Traces indicated adequate mixing and convergence. The prior and posterior probabilities were used to compute Bayes factors (Table 8). For main effects, there was strong evidence for including the NQO1 and MPO genes (Bayes factors 50 and 26 respectively). When a GO prior was applied, the prior and posterior probabilities for including NQO1 decreased yielding a lower Bayes factor (36). For the genes MPO and CAT, however, the GO prior increased the Bayes factors (26 to 30 for MPO and 0.97 to 1.3 for CAT).
Table 8.
Pairwise and 3-way interactions discovered in the asthma case-control dataset
Top pairwise interactions by posterior probability | ||||||
---|---|---|---|---|---|---|
No Prior Topology | Gene Ontology Prior | |||||
Interaction | Pr(λ) | Pr(λ|D) | Bayes Factor | Pr(λ) | Pr(λ|D) | Bayes Factor |
(NQO1,MPO) | 0.01 | 0.74 | 2.0E+02 | 0.01 | 0.69 | 1.7E+02 |
(CAT,MPO) | 0.01 | 0.07 | 4.9E+00 | 0.04 | 0.15 | 4.6E+00 |
(CAT,NQO1) | 0.01 | 0.07 | 5.5E+00 | 0.01 | 0.06 | 5.5E+00 |
(GSTM1,NQO1) | 0.02 | 0.02 | 1.4E+00 | 0.01 | 0.02 | 1.5E+00 |
Top 3-way interactions by posterior probability | ||||||
---|---|---|---|---|---|---|
No Prior Topology | Gene Ontology Prior | |||||
Interaction | Prior | Posterior | Bayes Factor | Prior | Posterior | Bayes Factor |
(CAT,NQO1,MPO) | 6.5E−05 | 2.2E−02 | 3.4E+02 | 5.8E−05 | 3.0E−02 | 5.3E+02 |
(GSTT1,NQO1,MPO) | 8.0E−05 | 8.9E−03 | 1.1E+02 | 4.4E−05 | 3.7E−03 | 8.5E+01 |
(SOD2,NQO1,MPO) | 7.1E−05 | 1.6E−03 | 2.2E+01 | 3.9E−05 | 1.4E−03 | 3.5E+01 |
(ICAM1-469,NQO1,MPO) | 6.8E−05 | 1.8E−03 | 2.6E+01 | 4.2E−05 | 1.3E−03 | 3.0E+01 |
(CAT,SOD2,MPO) | 7.1E−05 | 2.7E−04 | 3.8E+00 | 1.8E−04 | 7.2E−04 | 4.0E+00 |
The top pairwise and three-way interactions are shown in Table 8. There was evidence that pairwise interaction (NQO1, MPO) was involved in the pathway (Bayes factor 200 with no prior and 170 with the GO prior). There was some evidence in favor of models with other risk factors interacting with either NQO1 or MPO, such as CAT and GSTM1. With the GO prior, the prior probability for the pair (CAT, MPO) increased from 1% to 4% but the Bayes factor was relatively unchanged. As seen in Figure 4, this pair is closely related by shared GO terms.

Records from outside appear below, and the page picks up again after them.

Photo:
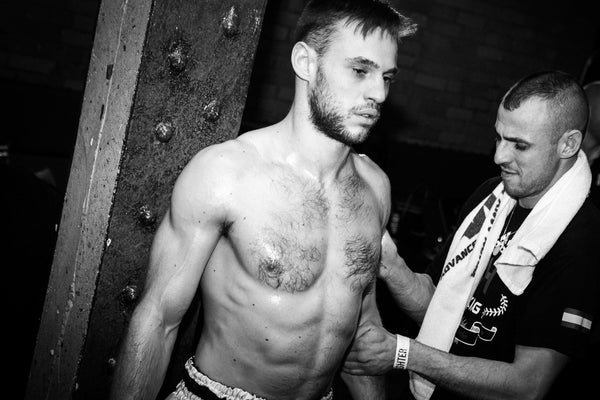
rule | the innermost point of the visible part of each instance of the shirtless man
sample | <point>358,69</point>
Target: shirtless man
<point>281,228</point>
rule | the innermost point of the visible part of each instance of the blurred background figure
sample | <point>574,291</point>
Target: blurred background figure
<point>591,142</point>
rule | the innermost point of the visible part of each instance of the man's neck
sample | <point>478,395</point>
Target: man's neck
<point>309,150</point>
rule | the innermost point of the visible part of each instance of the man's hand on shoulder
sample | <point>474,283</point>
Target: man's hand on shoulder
<point>372,351</point>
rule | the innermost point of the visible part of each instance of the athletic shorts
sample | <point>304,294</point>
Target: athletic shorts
<point>197,386</point>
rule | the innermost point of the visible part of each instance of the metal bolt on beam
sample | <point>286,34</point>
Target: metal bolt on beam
<point>231,22</point>
<point>212,111</point>
<point>130,293</point>
<point>164,131</point>
<point>146,216</point>
<point>178,56</point>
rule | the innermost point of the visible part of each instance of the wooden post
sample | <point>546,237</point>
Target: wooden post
<point>166,79</point>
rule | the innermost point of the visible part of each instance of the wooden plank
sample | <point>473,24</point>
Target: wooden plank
<point>110,86</point>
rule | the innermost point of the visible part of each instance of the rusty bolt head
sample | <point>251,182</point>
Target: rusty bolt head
<point>178,56</point>
<point>130,293</point>
<point>212,111</point>
<point>145,216</point>
<point>231,22</point>
<point>164,131</point>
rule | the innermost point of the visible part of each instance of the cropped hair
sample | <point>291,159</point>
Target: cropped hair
<point>565,96</point>
<point>317,23</point>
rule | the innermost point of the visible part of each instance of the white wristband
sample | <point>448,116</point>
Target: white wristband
<point>402,349</point>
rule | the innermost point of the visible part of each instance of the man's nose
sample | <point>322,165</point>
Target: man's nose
<point>377,90</point>
<point>502,154</point>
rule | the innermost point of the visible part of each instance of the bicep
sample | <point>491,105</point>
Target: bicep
<point>182,246</point>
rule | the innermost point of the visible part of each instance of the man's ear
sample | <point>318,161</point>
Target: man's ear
<point>304,61</point>
<point>569,143</point>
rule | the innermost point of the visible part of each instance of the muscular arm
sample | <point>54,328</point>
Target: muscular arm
<point>411,291</point>
<point>181,248</point>
<point>529,376</point>
<point>367,387</point>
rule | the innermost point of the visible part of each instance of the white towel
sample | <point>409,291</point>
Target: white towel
<point>472,246</point>
<point>544,224</point>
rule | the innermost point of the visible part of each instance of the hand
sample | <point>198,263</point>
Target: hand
<point>389,258</point>
<point>372,352</point>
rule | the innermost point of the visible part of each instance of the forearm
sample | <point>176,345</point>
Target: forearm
<point>365,387</point>
<point>411,291</point>
<point>144,358</point>
<point>472,377</point>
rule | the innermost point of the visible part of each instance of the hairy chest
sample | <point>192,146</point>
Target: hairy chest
<point>290,235</point>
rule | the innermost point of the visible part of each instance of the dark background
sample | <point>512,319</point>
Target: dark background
<point>435,139</point>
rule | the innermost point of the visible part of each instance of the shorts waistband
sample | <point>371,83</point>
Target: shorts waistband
<point>197,386</point>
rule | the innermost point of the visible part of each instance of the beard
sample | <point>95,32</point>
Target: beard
<point>327,118</point>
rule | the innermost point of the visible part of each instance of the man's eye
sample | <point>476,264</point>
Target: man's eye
<point>520,146</point>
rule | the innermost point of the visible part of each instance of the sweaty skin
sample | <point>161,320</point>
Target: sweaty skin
<point>281,231</point>
<point>283,288</point>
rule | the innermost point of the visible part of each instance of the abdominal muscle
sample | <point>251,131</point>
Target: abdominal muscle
<point>269,342</point>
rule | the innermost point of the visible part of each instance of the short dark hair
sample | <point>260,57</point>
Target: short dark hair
<point>563,93</point>
<point>316,24</point>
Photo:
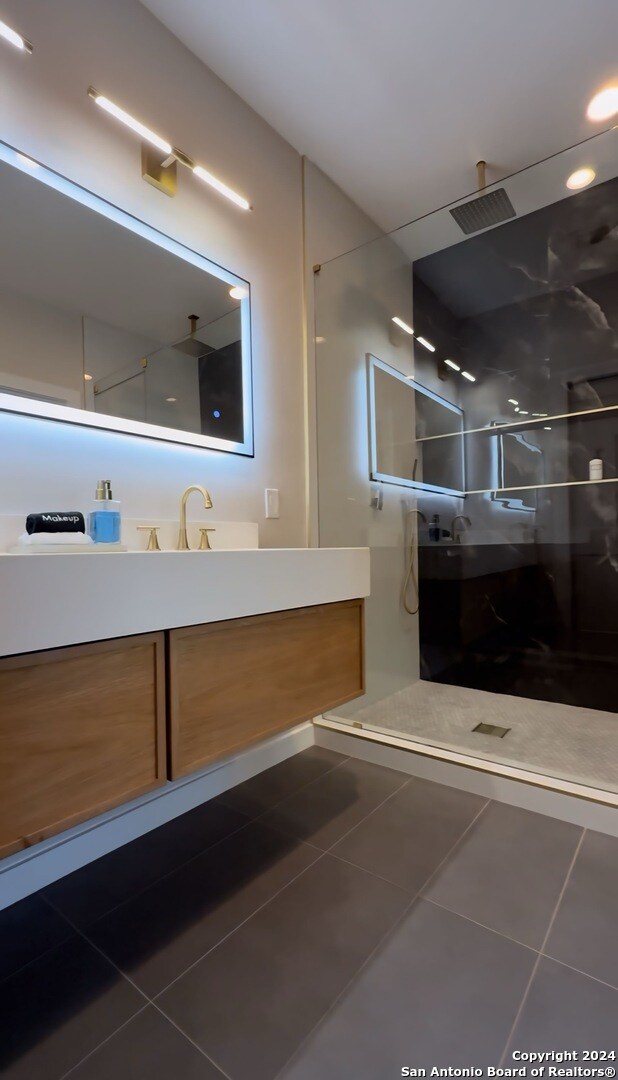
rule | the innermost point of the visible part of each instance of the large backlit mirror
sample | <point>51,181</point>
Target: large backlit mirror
<point>416,435</point>
<point>106,322</point>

Three-way interactions occurred much less frequently but had substantial Bayes factors. The (CAT, NQO1, MPO) interaction found by Millstein, et al. had a Bayes factor of 340 with no prior topology. With the GO prior, the data supported the prior and increased the Bayes factor to 530. There were other notable Bayes factors sharing NQO1 and MPO in common, reflecting the uncertainty in the discovered topology. The majority of the topology sampled had two inputs (96%). The Hamming distance to the prior topology ranged between 9 and 15 indicating the GO structure was never proposed and the proposed topologies had few inputs. The posterior mean of ψ was 0.56 indicating the prior drops off rapidly with distance.

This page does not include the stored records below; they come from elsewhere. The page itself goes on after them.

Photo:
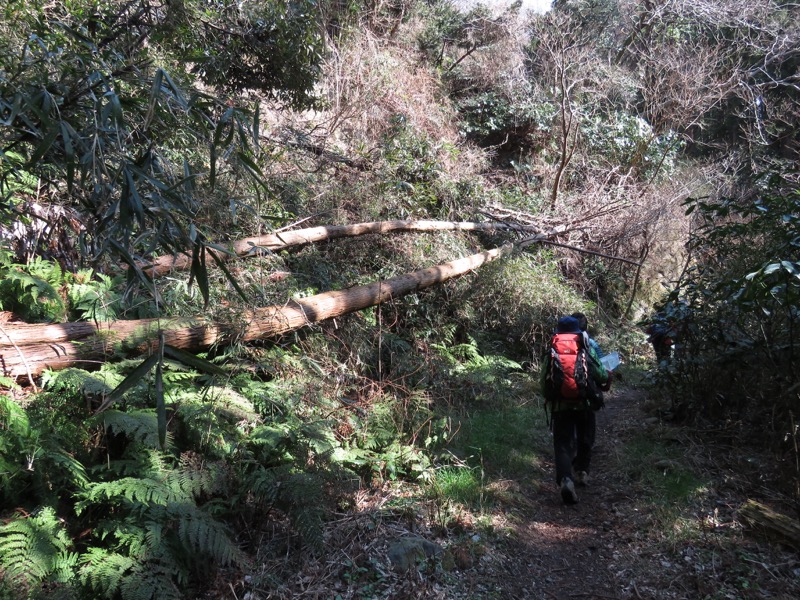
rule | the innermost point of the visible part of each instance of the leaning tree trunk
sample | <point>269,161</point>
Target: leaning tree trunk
<point>253,246</point>
<point>26,350</point>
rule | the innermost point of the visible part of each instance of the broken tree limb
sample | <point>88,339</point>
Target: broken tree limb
<point>542,240</point>
<point>27,350</point>
<point>273,242</point>
<point>773,525</point>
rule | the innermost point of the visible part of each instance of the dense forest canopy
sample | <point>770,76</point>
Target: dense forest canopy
<point>661,132</point>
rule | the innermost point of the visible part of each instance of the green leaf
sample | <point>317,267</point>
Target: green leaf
<point>135,376</point>
<point>44,146</point>
<point>190,360</point>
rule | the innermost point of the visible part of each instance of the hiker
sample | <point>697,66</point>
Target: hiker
<point>661,332</point>
<point>569,387</point>
<point>583,323</point>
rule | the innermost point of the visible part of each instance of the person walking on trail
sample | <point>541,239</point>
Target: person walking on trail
<point>583,323</point>
<point>570,378</point>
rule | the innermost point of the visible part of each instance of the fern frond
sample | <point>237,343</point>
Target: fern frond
<point>73,381</point>
<point>302,495</point>
<point>103,571</point>
<point>263,484</point>
<point>150,581</point>
<point>35,549</point>
<point>132,489</point>
<point>140,425</point>
<point>233,405</point>
<point>196,478</point>
<point>202,534</point>
<point>69,464</point>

The topology of the top three-way interaction had a posterior probability of 0.03 and is shown in Figure 5. This interaction has essentially the same structure as that identified by the FITF method. The posterior means and standard deviation were computed. The θ parameters for node 1 connecting to MPO and CAT appear to have an AND mode of interaction, that is a change in risk when both are present. This sub-pathway and NQO1 have a behavior similar to a logical OR. These two sub-pathways lead to a protective effect (odds ratio 0.46).
Figure 5.
Discovered asthma pathway involving three genes.
Discussion
We demonstrated that our ALPS method is capable of discovering potentially complex pathway structures from observational data and that this approach scales well to large datasets. Topology uncertainty was accounted for by sampling from the posterior distribution of topologies. Instead of obtaining a single “best” model as in stepwise regression, ALPS discovers a set of plausible models that can be ranked by their posterior probabilities or Bayes factors. With mixed simulated OR and AND parameters, our approach identified key features of the simulated nodes.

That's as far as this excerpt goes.